If you’re looking to do some paving around your home, choosing a type of pavement is going to be one of your biggest considerations. Whether you’re building a walkway, a garden, a patio, a new driveway, a water feature, or anything else that requires paving, there are plenty of fast and quick paving solutions to get the job done.
4 Great Quick Paving Options
There are many types of pavement but not all of them are fast and quick, so in case you’re looking to minimize cost and effort on your part, here are some of the best quick paving options to use around the home.
1. Loose Gravel
Loose gravel is probably the easiest and most accessible material you can use in a paving project. It’s cheap and very easy to install. There are many different types of gravel you can choose from and a relatively high amount of stylistic versatility.
One of the biggest benefits of using loose gravel in a paving project is the fact that it’s permeable. This means that it allows water to drain through it instead of causing runoff. Permeability is especially useful in projects like driveways and paving near water features as well.
The downside of using loose gravel to pave your projects is that it needs a relatively high amount of maintenance. Gravel spreads easily and it also grinds down into dust. This means you have to consistently add more and rake what spreads back into place. Loose gravel can also develop dust issues, leading to mud and dirtying your vehicles.
2. Cast-in-Place Concrete
This type of concrete is another fast paving option. It’s relatively affordable and easy to install. The installation can usually be completed within a few days.

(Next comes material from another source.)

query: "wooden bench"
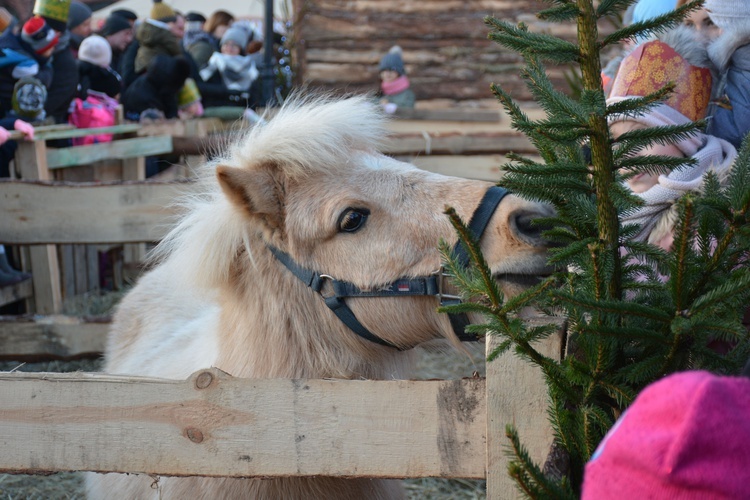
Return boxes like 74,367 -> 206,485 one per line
3,124 -> 173,313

This material is notable for its incredible level of strength.
Cast-in-place concrete is great for projects that need to handle a lot of weight or traffic, like driveways and floors. There are many different colors you can find with this material and it can be stamped and stenciled as well, allowing for stylistic diversity.
For outdoor paving, it does cause runoff because it isn’t permeable. It also requires expensive maintenance, needing to be resealed every 5 years and resurfaced every 10. Concrete is also fragile in cold weather and can easily break in cold temps.
3. Wood Chips
For outdoor projects, wood chips can be an excellent choice. Wood chips are incredibly cheap and you can even make them yourself if you have a wood chipper. Despite seeming like a rather temporary material, you can actually use wood chips to build your driveway if you want to.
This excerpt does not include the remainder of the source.